И в его уши потекли, будто сделавшись громче, дальнейшие слова Верховного:
— Я поднимаю тост за здоровье русского народа потому, что он заслужил в этой войне и раньше заслужил звание, если хотите, руководящей силы нашего Советского Союза среди всех народов нашей страны.
Если хотите... Да, хотим!
«Я поднимаю тост за здоровье русского народа не только потому, что он — руководящий народ, но и потому, что у него имеется здравый смысл, общеполитический здравый смысл и терпение.
«Вот именно! Глубокий здравый смысл и терпение!» — так и подмывало Драчёва комментировать произносимые слова Сталина, но он держал себя в руках.

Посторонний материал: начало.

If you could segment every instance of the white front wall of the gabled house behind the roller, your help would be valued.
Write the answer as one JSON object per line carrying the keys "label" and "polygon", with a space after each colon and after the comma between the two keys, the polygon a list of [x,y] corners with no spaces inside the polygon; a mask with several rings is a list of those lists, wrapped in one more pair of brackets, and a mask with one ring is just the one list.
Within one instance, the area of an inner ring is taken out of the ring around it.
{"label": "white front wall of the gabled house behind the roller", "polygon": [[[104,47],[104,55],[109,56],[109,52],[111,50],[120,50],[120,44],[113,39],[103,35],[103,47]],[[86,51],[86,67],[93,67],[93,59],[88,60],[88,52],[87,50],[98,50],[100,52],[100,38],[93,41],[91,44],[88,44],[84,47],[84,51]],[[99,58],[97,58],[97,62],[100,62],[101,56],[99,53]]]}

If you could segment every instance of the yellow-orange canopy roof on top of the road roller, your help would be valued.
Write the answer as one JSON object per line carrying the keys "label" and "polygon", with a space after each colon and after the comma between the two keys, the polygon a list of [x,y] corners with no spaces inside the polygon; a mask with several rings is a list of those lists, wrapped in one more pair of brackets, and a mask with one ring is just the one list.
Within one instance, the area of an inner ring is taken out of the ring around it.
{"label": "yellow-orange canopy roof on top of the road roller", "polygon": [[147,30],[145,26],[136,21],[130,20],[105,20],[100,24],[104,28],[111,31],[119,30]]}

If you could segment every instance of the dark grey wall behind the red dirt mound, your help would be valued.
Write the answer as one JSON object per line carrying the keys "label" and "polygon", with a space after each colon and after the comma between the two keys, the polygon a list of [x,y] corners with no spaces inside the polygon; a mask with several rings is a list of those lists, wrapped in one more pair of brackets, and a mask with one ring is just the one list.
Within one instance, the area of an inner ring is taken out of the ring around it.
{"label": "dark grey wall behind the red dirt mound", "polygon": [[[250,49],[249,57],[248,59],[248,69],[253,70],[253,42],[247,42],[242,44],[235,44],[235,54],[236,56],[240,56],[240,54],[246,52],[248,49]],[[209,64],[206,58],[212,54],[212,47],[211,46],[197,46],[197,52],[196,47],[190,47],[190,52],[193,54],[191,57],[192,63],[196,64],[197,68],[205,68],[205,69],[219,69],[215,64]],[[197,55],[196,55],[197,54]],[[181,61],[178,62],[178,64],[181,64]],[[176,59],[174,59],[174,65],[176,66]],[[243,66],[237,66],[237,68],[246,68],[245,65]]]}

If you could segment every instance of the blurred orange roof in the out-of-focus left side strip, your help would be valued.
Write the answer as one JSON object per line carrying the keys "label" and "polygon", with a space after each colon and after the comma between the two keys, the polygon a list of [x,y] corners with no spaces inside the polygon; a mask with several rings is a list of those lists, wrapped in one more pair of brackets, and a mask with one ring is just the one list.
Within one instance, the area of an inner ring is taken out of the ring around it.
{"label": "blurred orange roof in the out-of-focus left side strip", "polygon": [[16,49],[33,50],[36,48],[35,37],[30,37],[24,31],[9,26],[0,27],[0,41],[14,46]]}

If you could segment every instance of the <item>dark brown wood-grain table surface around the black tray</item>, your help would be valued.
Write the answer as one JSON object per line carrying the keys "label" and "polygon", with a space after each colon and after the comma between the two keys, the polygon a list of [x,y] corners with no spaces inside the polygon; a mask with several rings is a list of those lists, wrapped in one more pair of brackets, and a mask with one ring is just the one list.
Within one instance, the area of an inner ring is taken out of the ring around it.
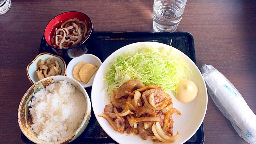
{"label": "dark brown wood-grain table surface around the black tray", "polygon": [[[67,4],[70,3],[70,4]],[[255,1],[188,0],[177,31],[194,36],[197,66],[213,65],[256,113]],[[89,15],[95,31],[153,31],[153,0],[15,1],[0,15],[0,143],[22,143],[17,111],[31,86],[26,66],[38,54],[47,23],[66,11]],[[205,143],[246,143],[213,100],[203,121]]]}

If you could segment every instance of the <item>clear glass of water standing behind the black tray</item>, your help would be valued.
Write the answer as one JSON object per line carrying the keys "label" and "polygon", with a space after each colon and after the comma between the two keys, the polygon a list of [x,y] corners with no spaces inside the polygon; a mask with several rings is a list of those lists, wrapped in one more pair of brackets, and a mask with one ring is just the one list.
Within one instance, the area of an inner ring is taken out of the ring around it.
{"label": "clear glass of water standing behind the black tray", "polygon": [[154,0],[154,31],[175,31],[185,9],[187,0]]}

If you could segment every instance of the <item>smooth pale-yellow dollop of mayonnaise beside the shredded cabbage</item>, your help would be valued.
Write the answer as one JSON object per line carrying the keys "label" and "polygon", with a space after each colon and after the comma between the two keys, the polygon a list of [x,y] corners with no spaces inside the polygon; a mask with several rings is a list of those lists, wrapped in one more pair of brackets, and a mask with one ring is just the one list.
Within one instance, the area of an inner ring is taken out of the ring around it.
{"label": "smooth pale-yellow dollop of mayonnaise beside the shredded cabbage", "polygon": [[192,102],[195,97],[197,97],[197,92],[197,85],[193,81],[184,79],[176,88],[176,98],[180,102],[189,103]]}

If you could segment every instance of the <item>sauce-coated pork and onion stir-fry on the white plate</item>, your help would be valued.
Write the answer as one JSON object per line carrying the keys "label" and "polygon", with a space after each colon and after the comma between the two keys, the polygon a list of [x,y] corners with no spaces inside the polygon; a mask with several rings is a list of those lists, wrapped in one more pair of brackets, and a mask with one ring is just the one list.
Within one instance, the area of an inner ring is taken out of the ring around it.
{"label": "sauce-coated pork and onion stir-fry on the white plate", "polygon": [[145,86],[139,80],[130,80],[111,93],[111,104],[106,105],[105,118],[115,131],[150,137],[154,142],[174,142],[173,113],[181,113],[173,108],[172,99],[160,86]]}

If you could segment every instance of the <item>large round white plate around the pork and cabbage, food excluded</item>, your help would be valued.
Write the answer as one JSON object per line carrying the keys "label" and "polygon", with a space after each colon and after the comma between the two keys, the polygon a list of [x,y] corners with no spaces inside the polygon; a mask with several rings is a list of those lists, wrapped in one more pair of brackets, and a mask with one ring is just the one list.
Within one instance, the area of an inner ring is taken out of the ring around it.
{"label": "large round white plate around the pork and cabbage, food excluded", "polygon": [[[169,45],[165,45],[163,43],[158,42],[138,42],[132,43],[130,45],[126,45],[114,53],[112,53],[101,65],[99,68],[93,82],[92,90],[91,90],[91,102],[93,106],[94,114],[101,125],[102,129],[116,142],[120,144],[131,144],[131,143],[152,143],[152,139],[150,137],[147,140],[142,140],[140,135],[130,134],[127,136],[126,132],[124,134],[120,134],[110,126],[110,124],[106,121],[106,119],[102,117],[98,117],[99,114],[103,113],[104,107],[106,104],[109,104],[110,98],[106,98],[106,102],[104,102],[104,96],[107,93],[106,90],[103,90],[107,87],[107,84],[103,81],[105,77],[105,73],[109,63],[112,62],[118,54],[123,54],[124,52],[132,51],[132,47],[135,51],[138,50],[137,47],[147,47],[148,45],[153,46],[155,48],[171,48]],[[191,61],[189,57],[187,57],[184,53],[177,49],[172,49],[172,53],[177,58],[181,58],[184,62],[186,62],[189,69],[192,71],[190,73],[190,79],[195,82],[198,86],[198,94],[194,101],[190,103],[181,103],[176,97],[172,94],[172,92],[168,92],[173,99],[173,107],[178,109],[182,115],[173,114],[173,132],[176,134],[176,131],[179,132],[179,137],[174,143],[184,143],[189,138],[191,138],[198,128],[201,126],[203,119],[205,117],[206,109],[207,109],[207,90],[205,81],[203,80],[202,74],[197,68],[197,66]]]}

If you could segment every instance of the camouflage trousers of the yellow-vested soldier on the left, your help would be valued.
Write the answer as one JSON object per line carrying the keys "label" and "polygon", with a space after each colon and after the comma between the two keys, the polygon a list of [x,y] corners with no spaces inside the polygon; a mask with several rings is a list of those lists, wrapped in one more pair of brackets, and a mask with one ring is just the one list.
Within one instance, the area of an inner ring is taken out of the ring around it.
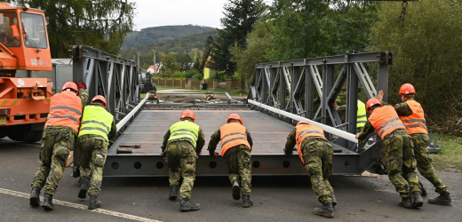
{"label": "camouflage trousers of the yellow-vested soldier on the left", "polygon": [[80,183],[90,182],[88,194],[99,196],[103,181],[103,168],[108,156],[108,141],[97,135],[84,135],[77,139],[79,148]]}

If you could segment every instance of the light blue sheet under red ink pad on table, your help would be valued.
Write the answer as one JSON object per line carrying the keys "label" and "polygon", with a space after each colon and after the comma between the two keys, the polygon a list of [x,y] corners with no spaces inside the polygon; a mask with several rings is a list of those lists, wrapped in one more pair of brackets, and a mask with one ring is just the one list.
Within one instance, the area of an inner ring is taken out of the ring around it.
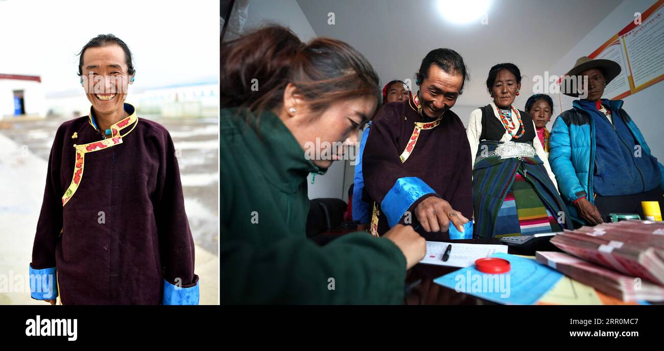
{"label": "light blue sheet under red ink pad on table", "polygon": [[509,253],[491,257],[507,259],[510,271],[502,274],[482,273],[475,265],[461,268],[434,279],[434,283],[507,305],[533,305],[562,278],[562,273],[535,261]]}

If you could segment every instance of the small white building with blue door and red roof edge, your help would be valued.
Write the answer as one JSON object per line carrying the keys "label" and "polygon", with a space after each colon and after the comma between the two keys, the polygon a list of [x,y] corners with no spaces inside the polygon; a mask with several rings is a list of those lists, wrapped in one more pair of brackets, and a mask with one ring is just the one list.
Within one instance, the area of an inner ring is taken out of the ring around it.
{"label": "small white building with blue door and red roof edge", "polygon": [[0,119],[46,116],[40,76],[0,73]]}

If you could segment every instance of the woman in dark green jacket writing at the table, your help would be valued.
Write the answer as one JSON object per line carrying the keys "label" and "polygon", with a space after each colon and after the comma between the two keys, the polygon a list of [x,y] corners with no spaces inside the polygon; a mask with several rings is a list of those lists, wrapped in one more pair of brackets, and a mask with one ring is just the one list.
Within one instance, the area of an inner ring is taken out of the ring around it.
{"label": "woman in dark green jacket writing at the table", "polygon": [[222,303],[402,303],[426,251],[410,226],[326,246],[305,235],[307,175],[343,158],[335,146],[357,143],[376,109],[371,64],[273,26],[222,43],[220,82]]}

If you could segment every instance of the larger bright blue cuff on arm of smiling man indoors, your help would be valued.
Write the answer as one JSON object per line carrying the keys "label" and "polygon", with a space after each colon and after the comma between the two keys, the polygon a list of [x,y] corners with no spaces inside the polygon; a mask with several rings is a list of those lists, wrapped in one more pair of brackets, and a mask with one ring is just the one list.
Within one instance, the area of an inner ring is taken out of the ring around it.
{"label": "larger bright blue cuff on arm of smiling man indoors", "polygon": [[422,179],[416,176],[398,178],[380,202],[380,210],[387,216],[390,228],[396,226],[408,208],[426,194],[436,194],[436,191]]}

— У нашего правительства было немало ошибок, были у нас моменты отчаянного положения в сорок первом и сорок втором годах, когда наша армия отступала, покидала родные нам села и города Украины, Белоруссии, Молдавии, Ленинградской области, Карело-Финской республики, покидала, потому что не было другого выхода.
«Да уж, как вспомнишь, так вздрогнешь!»
— Какой-нибудь другой народ мог сказать: вы не оправдали наших надежд, мы поставим другое правительство, которое заключит мир с Германией и обеспечит нам покой. Это могло случиться, имейте в виду.

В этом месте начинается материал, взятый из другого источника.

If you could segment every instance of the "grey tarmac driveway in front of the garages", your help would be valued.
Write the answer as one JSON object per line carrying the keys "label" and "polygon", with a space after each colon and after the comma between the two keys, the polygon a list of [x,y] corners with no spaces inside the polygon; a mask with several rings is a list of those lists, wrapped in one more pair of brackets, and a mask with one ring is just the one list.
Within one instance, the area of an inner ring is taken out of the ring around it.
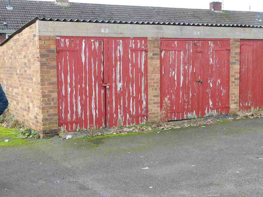
{"label": "grey tarmac driveway in front of the garages", "polygon": [[263,196],[263,119],[0,148],[0,196]]}

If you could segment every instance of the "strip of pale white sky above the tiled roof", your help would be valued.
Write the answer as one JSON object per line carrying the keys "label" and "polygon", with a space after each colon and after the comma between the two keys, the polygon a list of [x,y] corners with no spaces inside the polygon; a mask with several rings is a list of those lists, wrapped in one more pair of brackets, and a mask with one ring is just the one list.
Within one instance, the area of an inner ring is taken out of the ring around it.
{"label": "strip of pale white sky above the tiled roof", "polygon": [[[250,11],[263,12],[262,0],[221,0],[221,2],[222,1],[224,10],[249,11],[250,6]],[[211,0],[69,0],[69,2],[209,9],[209,2],[211,2]]]}

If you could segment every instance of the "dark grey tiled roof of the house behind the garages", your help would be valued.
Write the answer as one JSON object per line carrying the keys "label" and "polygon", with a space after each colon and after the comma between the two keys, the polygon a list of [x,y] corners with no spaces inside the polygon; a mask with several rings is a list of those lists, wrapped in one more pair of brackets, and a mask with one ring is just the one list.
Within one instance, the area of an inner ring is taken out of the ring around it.
{"label": "dark grey tiled roof of the house behind the garages", "polygon": [[[73,3],[67,7],[54,1],[0,0],[0,31],[15,31],[35,17],[42,20],[84,22],[168,24],[195,26],[241,26],[263,27],[257,20],[257,12],[222,11],[209,9],[182,9],[165,7],[142,7],[128,5],[102,5]],[[207,5],[208,6],[208,5]],[[262,14],[263,19],[263,14]],[[4,25],[7,22],[8,25]]]}

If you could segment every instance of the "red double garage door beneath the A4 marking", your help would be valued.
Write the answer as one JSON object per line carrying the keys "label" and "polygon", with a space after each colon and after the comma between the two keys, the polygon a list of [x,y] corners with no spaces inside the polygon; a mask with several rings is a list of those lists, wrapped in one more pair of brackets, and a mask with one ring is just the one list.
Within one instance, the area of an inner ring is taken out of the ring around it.
{"label": "red double garage door beneath the A4 marking", "polygon": [[161,109],[169,105],[166,118],[229,113],[229,61],[227,39],[161,39]]}

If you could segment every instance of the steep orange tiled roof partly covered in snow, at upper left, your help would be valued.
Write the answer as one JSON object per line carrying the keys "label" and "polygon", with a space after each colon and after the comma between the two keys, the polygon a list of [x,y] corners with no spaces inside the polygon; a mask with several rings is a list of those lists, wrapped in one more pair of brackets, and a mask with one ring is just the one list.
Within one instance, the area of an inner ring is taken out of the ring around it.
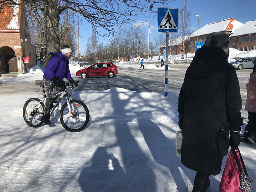
{"label": "steep orange tiled roof partly covered in snow, at upper left", "polygon": [[[16,3],[19,3],[17,0]],[[20,6],[4,6],[0,12],[0,30],[16,31],[20,29]]]}

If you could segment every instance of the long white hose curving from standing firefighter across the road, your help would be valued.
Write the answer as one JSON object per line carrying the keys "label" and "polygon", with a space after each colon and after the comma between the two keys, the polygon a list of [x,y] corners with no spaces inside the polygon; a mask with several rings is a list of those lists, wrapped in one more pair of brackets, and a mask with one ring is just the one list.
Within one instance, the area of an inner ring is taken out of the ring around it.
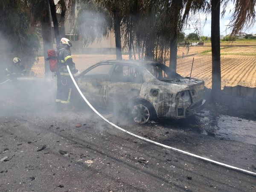
{"label": "long white hose curving from standing firefighter across the road", "polygon": [[234,166],[230,166],[230,165],[227,165],[227,164],[224,164],[224,163],[220,163],[220,162],[218,162],[218,161],[211,160],[211,159],[208,159],[208,158],[205,158],[205,157],[201,157],[201,156],[199,156],[199,155],[192,154],[192,153],[189,153],[189,152],[186,152],[186,151],[182,151],[182,150],[180,150],[180,149],[173,148],[173,147],[170,147],[170,146],[168,146],[168,145],[163,145],[163,144],[161,144],[161,143],[157,143],[157,142],[155,142],[155,141],[148,140],[148,139],[146,139],[146,138],[144,138],[144,137],[140,137],[140,136],[138,136],[138,135],[136,135],[136,134],[133,134],[133,133],[131,133],[131,132],[129,132],[129,131],[126,131],[125,129],[120,128],[119,126],[117,126],[117,125],[113,124],[112,122],[108,121],[108,119],[106,119],[106,118],[105,118],[104,116],[102,116],[95,108],[93,108],[93,106],[90,104],[90,102],[88,102],[88,100],[85,98],[84,94],[81,92],[80,88],[78,87],[78,85],[77,85],[77,83],[76,83],[76,81],[75,81],[75,79],[74,79],[74,77],[73,77],[73,75],[72,75],[72,73],[71,73],[70,68],[68,67],[68,65],[67,65],[67,70],[68,70],[68,73],[70,74],[70,77],[71,77],[73,83],[74,83],[75,86],[76,86],[76,89],[78,90],[78,92],[80,93],[80,95],[81,95],[81,97],[84,99],[84,101],[87,103],[87,105],[89,105],[89,107],[90,107],[98,116],[100,116],[105,122],[109,123],[110,125],[112,125],[113,127],[119,129],[120,131],[125,132],[125,133],[127,133],[127,134],[129,134],[129,135],[131,135],[131,136],[137,137],[137,138],[139,138],[139,139],[141,139],[141,140],[144,140],[144,141],[146,141],[146,142],[153,143],[153,144],[158,145],[158,146],[160,146],[160,147],[167,148],[167,149],[170,149],[170,150],[173,150],[173,151],[177,151],[177,152],[179,152],[179,153],[181,153],[181,154],[186,154],[186,155],[188,155],[188,156],[195,157],[195,158],[198,158],[198,159],[207,161],[207,162],[209,162],[209,163],[216,164],[216,165],[218,165],[218,166],[223,166],[223,167],[226,167],[226,168],[228,168],[228,169],[232,169],[232,170],[239,171],[239,172],[245,173],[245,174],[247,174],[247,175],[251,175],[251,176],[256,177],[256,173],[255,173],[255,172],[250,172],[250,171],[247,171],[247,170],[245,170],[245,169],[240,169],[240,168],[238,168],[238,167],[234,167]]}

«Могло ли? Да нет, едва ли. Царя скинули, а Сталина бы ни в жизнь. Русские не сдаются!»
— Но русский народ на это не пошел, русский народ не пошел на компромисс, он оказал безграничное доверие нашему правительству.

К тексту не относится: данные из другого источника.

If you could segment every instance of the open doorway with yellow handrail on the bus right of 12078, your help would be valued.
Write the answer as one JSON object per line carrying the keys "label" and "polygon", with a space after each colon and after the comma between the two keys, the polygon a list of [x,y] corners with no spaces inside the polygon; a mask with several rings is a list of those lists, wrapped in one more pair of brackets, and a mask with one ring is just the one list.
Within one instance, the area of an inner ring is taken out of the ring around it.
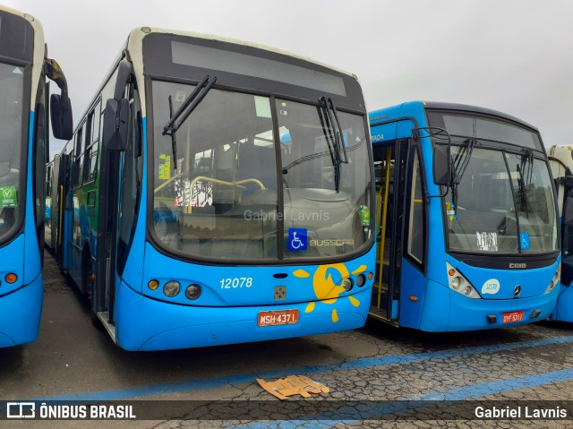
{"label": "open doorway with yellow handrail on the bus right of 12078", "polygon": [[376,279],[370,315],[398,324],[410,140],[374,150],[377,172]]}

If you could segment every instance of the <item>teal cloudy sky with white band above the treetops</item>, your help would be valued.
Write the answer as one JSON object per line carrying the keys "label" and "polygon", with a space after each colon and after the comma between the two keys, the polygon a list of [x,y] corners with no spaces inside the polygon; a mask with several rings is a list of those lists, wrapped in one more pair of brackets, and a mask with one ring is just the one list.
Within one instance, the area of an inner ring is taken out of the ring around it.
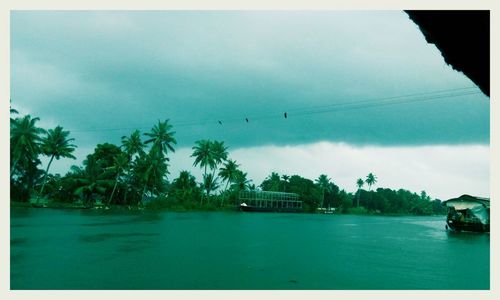
{"label": "teal cloudy sky with white band above the treetops", "polygon": [[200,178],[191,147],[216,139],[257,185],[327,174],[354,191],[373,172],[377,187],[489,196],[489,98],[400,11],[14,11],[11,99],[71,131],[63,174],[170,119],[170,178]]}

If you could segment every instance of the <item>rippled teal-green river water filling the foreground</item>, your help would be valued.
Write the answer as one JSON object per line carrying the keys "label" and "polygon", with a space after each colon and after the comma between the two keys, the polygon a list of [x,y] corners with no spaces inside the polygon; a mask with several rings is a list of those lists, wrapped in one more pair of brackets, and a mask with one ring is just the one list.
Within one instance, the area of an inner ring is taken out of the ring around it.
{"label": "rippled teal-green river water filling the foreground", "polygon": [[11,210],[12,289],[489,289],[444,217]]}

«Да уж, наш народ доверчив. Зачастую излишне доверчив».
— Повторяю, у нас были ошибки, первые два года наша армия вынуждена была отступать, выходило так, что не овладели событиями, не совладали с создавшимся положением.
«Да уж, точно, не овладели и не совладали!» — И Павел Иванович горестно усмехнулся.
— Однако русский народ верил, терпел, выжидал и надеялся, что мы все-таки с событиями справимся.
— Это точно! — все-таки произнес Драчёв вслух.
— Вот за это доверие нашему правительству, которое русский народ нам оказал, спасибо ему великое!
— Молодец Иосиф Виссарионович! Огонь! — Главный интендант РККА поднял бокал с брусничным квасом, но пить квас за русский народ — это ли не квасной патриотизм? И он поставил бокал на место, чтобы освободить руки для аплодисментов.
— За здоровье русского народа! — громогласно объявил Сталин почему-то голосом Левитана, и все захлопали в ладоши, а Драчёв сильнее и громче всех. И услышал, как кто-то рядом запел его голосом:
— Славься, славься, наш русский народ! Славься, великий наш русский народ!
И вдруг он оказался в машине, на переднем сиденье. Слева от него сидел водитель, и не кто-нибудь... Постойте! Да это же сам Удалов! Персональный шофер Сталина. Тот самый, который «Палосич привез» — «Палосич увез» — и можно по домам. Только теперь он везет не Верховного главнокомандующего, а главного интенданта. Неужели перепутали из-за одинаковых параметров? Тела одинаковые, а головы-то разные! Прав был Сталин, что мы не застрахованы от ошибок.
— Палосич, это вы?
— Я.
— А я кто? Вы понимаете, что я не он?
— Конечно, понимаю, товарищ генерал-лейтенант интендантских войск. Я — Павел Осипович, вы — Павел Иванович.
— А, то есть не перепутали. Это хорошо. А кто же его отвезет?
— Не беспокойтесь, я вас отвезу и вернусь в Кремль.
— Отлично! Славься, славься, ты Русь моя! Славься, родимая наша земля! Какой тост! За русский народ! Палосич, голубчик, вот здесь направо в переулок.
— Да не волнуйтесь, я все знаю. Четвертая Тверская-Ямская, десять.
— Отлично, вот он, мой дом, приехали.
— Дойдете или проводить?
— Дойду. До Победы дошел, а уж до дома... Сколько-сколько? Два часа ночи? Ого!
Гулкий подъезд огласился арией Индийского гостя:
— Не счесть алмазов в каменных пещерах! Не счесть жемчужин в море полуденном...
Вдруг ужаснулся: а что, если, как тогда, в начале войны, он придет, а дома пусто? Или спят. Но, несмотря на позднее время, дома конечно же никто не спал. Павел Иванович шагнул в распахнувшуюся перед ним дверь и оказался в объятиях любимой женщины и двух любимых девушек. И снова запел:
— Далекой Индии чудес!
— Вернулся, наш долгожданный Индийский гость!
— Вернулся с Победой! Даю честное генеральское слово!